In Southwest Dallas, City Uncovers and Plans to Restore One of Its Oldest Remaining Structures
Before the city of Dallas was contacted several years ago about accepting a few dozen mostly undeveloped acres along the edge of the escarpment in southwest Dallas, few outside the Niblo family knew what it contained. It had been settled as part of the Peters Colony, which was founded at roughly the time John Neely Bryan built his cabin on the Trinity River, and had gone through a couple of owners before being purchased by Judge Grady Niblo in the mid-1930s. His daughter-in-law lived there until she died a few years back, her small house reached by a pair of tire tracks cutting cutting a half mile across a field.
Old Oak Cliff Conservation League
The house was built in the 1940s and is an unremarkable mix of beams and wall studs salvaged from older buildings and newer materials hidden amongst cedar and crab apple trees. What really piqued the city's interest stands maybe 10 yards away: a rickety, one-room long cabin that dates to 1846. That makes it the oldest known structure in Dallas still on its original site and one of the oldest in the county, period.
"You usually don't find a cabin from this period standing," said Trent Williams, an architect with the city's park department who typically works with structures built by the WPA in the 1930s.
I met Williams two weeks ago at the edge of a newish subdivision off Spur 408, the exact location is something of a secret to keep the cabin from being damaged by visitors, ill-intentioned or otherwise. He wore a blue oxford tucked, slacks, brown loafers and a city of Dallas hard hat. Despite the near-100-degree temps, I had followed his advice with the long sleeves and pants, though I had skipped the gloves. Williams led me across the field, warning me to shower well that night to avoid chigger bites, and around a tall chain-link fence placed across the tire tracks.
This is as close to wild as Dallas gets, Williams explains. Plunk down a lawn chair in the morning, and you'll see all manner of birds and wildlife pass by. Williams said he once found a cougar track that was confirmed as such by wildlife experts, though the Texas Department of Parks & Wildlife requires photographs to confirm the presence of mountain lions.
A pair of sturdier, newer fences surround the home of Mrs. Niblo, as Williams refers to her, and block access to the cabin and a ramshackle oak barn from the same era. "The minute she moved out, people started to break in," he said as he unlocked the gate.

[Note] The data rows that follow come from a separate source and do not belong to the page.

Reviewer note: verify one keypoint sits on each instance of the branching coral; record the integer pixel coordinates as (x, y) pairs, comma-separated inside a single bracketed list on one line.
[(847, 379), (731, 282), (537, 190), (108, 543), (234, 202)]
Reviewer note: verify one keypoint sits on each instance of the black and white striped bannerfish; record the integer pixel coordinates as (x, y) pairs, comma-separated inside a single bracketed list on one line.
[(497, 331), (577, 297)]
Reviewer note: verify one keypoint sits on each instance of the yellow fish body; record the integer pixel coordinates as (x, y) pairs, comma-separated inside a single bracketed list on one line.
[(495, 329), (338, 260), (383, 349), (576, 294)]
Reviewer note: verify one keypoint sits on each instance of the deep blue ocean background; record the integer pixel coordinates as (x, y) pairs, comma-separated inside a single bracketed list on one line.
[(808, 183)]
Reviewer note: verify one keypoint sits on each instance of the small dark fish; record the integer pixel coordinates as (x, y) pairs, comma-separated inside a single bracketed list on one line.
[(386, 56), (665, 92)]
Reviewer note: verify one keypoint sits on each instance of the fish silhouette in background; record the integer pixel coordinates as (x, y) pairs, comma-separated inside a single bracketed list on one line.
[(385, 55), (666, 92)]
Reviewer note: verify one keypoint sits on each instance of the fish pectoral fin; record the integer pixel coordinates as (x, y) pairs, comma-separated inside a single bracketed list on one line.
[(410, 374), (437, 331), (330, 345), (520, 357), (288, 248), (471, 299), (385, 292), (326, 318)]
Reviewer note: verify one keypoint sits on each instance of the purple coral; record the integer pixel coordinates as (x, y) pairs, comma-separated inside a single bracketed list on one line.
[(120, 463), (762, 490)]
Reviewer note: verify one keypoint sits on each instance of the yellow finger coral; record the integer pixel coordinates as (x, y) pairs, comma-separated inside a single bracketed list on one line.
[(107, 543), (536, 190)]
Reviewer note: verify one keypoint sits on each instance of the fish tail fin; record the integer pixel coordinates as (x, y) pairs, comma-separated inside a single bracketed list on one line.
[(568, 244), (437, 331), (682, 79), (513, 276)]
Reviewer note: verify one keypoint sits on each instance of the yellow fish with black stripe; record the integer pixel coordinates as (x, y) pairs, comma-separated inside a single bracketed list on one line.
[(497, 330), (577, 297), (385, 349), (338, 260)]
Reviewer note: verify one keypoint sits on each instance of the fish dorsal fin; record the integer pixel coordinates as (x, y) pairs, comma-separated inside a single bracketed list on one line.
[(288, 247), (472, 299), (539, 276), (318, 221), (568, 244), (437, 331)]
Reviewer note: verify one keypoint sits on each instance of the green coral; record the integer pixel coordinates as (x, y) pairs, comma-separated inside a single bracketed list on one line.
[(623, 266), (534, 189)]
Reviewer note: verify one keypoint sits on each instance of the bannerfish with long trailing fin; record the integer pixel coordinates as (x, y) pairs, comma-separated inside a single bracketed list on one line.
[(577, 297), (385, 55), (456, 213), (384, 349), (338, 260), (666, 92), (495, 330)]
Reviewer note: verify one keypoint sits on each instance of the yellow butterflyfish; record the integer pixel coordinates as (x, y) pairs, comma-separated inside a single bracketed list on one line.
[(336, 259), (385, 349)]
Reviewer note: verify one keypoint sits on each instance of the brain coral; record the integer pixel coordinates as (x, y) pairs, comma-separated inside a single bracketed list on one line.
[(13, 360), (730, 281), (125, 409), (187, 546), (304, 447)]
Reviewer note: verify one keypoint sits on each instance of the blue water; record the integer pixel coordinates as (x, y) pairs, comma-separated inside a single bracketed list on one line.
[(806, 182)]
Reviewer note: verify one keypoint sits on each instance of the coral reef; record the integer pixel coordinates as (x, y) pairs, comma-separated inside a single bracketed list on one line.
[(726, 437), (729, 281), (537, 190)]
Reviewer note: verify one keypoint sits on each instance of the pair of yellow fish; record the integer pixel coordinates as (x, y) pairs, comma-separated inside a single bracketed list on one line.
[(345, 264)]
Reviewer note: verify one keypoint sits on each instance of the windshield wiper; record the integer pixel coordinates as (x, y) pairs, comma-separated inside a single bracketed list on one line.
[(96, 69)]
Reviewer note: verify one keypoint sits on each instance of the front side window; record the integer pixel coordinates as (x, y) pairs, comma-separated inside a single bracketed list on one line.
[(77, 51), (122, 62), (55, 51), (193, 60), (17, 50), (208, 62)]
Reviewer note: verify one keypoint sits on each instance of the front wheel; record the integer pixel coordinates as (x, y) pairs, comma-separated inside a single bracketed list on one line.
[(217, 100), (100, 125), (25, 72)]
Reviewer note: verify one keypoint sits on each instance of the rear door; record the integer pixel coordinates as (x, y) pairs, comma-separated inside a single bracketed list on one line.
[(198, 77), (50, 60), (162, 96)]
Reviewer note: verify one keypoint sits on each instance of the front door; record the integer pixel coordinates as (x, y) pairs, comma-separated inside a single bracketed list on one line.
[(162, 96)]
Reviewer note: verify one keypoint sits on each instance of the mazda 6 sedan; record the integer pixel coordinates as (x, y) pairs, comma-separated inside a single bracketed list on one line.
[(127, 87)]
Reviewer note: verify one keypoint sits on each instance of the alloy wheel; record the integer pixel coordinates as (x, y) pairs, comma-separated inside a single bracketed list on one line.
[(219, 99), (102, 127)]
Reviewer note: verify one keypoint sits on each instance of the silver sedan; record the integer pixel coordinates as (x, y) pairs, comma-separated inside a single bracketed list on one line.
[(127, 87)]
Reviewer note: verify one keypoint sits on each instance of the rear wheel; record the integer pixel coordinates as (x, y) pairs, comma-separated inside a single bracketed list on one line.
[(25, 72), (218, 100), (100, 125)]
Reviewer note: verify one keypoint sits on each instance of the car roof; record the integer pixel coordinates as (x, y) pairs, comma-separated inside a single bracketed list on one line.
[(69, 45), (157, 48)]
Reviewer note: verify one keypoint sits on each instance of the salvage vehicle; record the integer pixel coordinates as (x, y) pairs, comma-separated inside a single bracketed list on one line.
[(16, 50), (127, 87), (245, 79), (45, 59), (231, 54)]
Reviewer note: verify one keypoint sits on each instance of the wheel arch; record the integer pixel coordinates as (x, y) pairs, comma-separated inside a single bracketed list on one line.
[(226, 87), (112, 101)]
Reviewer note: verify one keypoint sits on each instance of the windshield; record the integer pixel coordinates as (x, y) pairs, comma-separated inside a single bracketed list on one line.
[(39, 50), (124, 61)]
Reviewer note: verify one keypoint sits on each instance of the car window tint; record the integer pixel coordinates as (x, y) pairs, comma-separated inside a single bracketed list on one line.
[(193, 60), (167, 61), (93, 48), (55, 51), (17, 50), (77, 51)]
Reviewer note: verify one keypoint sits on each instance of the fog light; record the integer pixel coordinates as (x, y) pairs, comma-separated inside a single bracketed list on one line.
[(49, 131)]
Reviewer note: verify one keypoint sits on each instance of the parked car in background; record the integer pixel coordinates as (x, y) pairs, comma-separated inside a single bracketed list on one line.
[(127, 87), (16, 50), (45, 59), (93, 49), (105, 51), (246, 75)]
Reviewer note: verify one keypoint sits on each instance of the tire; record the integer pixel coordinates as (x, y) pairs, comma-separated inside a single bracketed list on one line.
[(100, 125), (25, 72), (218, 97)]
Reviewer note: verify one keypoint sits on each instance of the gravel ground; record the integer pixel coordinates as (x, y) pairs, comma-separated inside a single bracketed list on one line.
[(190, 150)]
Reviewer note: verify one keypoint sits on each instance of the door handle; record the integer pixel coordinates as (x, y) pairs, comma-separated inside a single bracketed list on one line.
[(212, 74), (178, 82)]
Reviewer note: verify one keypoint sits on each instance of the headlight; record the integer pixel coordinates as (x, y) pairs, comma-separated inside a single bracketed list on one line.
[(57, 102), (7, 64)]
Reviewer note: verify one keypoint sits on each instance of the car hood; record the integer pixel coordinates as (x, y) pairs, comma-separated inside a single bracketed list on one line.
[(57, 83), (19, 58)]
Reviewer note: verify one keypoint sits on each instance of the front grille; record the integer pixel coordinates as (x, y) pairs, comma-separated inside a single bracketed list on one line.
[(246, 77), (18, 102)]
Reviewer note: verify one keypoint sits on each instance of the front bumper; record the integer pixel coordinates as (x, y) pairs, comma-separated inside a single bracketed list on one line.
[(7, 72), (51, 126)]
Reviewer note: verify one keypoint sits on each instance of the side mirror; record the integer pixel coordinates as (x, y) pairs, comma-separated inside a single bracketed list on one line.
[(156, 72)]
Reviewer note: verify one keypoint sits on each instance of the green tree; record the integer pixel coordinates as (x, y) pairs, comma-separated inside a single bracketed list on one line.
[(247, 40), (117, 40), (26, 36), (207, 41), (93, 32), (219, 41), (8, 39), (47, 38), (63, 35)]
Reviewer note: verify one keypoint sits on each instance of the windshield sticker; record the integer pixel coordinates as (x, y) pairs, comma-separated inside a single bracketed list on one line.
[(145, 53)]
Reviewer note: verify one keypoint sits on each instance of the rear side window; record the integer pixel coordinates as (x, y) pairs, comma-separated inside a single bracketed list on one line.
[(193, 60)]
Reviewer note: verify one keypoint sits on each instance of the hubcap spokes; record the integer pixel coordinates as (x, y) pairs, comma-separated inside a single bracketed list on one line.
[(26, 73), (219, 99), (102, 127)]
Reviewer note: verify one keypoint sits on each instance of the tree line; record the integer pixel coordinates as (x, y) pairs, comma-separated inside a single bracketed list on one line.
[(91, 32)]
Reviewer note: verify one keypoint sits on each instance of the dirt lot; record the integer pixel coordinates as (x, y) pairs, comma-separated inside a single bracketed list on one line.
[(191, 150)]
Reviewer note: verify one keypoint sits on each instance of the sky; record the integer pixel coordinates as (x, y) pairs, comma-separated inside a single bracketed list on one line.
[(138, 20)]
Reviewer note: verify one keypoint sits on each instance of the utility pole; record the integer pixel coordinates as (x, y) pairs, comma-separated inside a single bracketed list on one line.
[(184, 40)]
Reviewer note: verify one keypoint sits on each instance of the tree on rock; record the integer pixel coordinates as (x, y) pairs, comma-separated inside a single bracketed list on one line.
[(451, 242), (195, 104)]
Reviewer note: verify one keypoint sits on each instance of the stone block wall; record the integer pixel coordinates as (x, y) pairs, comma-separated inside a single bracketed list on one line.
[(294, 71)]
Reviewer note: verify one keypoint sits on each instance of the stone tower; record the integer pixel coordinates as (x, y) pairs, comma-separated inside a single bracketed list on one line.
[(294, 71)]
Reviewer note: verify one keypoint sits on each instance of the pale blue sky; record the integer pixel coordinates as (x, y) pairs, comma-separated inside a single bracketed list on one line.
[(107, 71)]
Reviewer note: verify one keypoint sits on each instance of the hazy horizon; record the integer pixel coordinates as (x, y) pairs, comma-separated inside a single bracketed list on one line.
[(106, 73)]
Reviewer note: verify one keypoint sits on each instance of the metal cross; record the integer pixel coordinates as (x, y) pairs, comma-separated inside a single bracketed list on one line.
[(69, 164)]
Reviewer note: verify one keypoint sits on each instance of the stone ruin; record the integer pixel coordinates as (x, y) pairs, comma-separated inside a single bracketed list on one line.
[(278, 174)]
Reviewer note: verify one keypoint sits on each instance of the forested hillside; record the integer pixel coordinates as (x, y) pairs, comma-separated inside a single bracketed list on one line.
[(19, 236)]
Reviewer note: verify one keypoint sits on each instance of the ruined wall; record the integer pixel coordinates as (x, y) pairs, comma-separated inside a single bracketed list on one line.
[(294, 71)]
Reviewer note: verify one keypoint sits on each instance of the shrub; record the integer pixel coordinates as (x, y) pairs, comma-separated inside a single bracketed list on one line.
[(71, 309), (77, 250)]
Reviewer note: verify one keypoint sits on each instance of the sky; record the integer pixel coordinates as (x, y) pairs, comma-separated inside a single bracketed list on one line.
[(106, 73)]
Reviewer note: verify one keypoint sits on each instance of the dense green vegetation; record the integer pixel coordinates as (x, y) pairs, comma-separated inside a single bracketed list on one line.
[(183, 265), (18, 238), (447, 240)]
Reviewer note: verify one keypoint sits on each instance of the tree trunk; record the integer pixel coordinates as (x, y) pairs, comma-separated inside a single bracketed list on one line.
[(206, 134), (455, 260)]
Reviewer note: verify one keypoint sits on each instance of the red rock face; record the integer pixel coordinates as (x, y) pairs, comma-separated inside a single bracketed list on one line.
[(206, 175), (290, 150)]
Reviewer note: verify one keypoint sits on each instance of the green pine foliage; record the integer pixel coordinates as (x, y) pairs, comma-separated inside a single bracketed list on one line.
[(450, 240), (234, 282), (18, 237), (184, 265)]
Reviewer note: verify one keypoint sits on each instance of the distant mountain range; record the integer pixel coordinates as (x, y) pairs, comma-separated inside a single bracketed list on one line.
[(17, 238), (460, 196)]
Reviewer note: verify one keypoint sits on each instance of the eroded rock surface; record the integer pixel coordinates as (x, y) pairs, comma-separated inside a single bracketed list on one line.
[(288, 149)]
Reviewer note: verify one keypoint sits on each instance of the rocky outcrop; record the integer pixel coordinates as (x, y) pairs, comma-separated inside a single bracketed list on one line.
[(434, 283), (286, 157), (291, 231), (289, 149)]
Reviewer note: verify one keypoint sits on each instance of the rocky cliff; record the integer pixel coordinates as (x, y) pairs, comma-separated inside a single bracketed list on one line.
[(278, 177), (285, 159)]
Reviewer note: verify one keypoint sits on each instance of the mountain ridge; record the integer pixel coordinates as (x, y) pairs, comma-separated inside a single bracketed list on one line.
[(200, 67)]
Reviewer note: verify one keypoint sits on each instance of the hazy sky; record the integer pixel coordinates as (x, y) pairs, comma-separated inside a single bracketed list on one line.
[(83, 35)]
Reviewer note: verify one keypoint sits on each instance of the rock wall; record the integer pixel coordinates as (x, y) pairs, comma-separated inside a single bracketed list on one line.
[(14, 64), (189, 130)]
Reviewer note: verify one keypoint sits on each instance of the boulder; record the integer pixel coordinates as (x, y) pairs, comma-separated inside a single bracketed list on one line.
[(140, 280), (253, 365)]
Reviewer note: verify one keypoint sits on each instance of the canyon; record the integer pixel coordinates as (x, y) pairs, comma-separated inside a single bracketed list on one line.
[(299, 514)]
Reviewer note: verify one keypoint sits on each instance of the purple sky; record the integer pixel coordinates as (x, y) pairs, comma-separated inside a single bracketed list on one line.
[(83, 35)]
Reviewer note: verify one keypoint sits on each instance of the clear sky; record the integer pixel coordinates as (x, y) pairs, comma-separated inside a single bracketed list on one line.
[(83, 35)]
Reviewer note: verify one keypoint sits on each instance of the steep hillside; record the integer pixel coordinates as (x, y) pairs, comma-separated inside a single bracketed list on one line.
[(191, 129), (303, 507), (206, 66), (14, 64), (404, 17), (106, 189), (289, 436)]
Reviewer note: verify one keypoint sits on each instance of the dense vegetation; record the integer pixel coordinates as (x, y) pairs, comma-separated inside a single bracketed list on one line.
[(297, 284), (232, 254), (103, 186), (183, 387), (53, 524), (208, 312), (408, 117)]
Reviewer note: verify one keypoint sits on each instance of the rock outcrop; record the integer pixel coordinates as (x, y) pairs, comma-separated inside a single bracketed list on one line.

The cabin was standing, though not very well. As a precautionary measure, the city has propped wooden beams against the outer walls. The building wouldn't fall without them, but most of the chinking holding together the stone chimney disintegrated long ago and, though the logs themselves are chinked with still functional concrete, some are brittle or rotting, and it's best not be be cavalier about such things.
Williams motioned me back while he ducked through the front door and strafed the single room with his key-chain flashlight before motioning me in. Also a precaution, he said. I assumed he was referring to snakes or poisonous insects until he told me he was checking for homeless squatters.
The cabin was built by Everard Sharrock Jr., who had relocated with his family from Illinois. He, his wife, and their three children lived there until 1853, when they moved to California. The interior is a single room, maybe 25 feet on a side, illuminated only by the light from the door. The light was enough, however, to make out the blade marks on the roof beams from where the builder had pared a round piece of wood into a rectangular 3-by-4-inch beam. Williams pointed out the corners, where the wood was joined without nails, just careful shaping.
The eventual hope is to turn the Niblo property into a full-fledged park centered on the cabin as a sort of Heritage Village fronted by a small grassy area, with walking trails traversing the rougher land. But that will take money, which has not yet become available. The park department got enough through the 2006 bond program to stabilize the cabin and barn, but not enough to fully restore it. To do that will cost somewhere between $200,000 and $300,000, much more to draft a plan for a park. "We don't have a clue on development yet," Williams said, though the city is working obtaining local, state and national historic designations.
For Williams, it's enough that the building has survived. Williams expects people will find some Civil War-era wells and outhouses yet to be discovered in the empty land of southern Dallas, but he doubts there is another Sharrock cabin.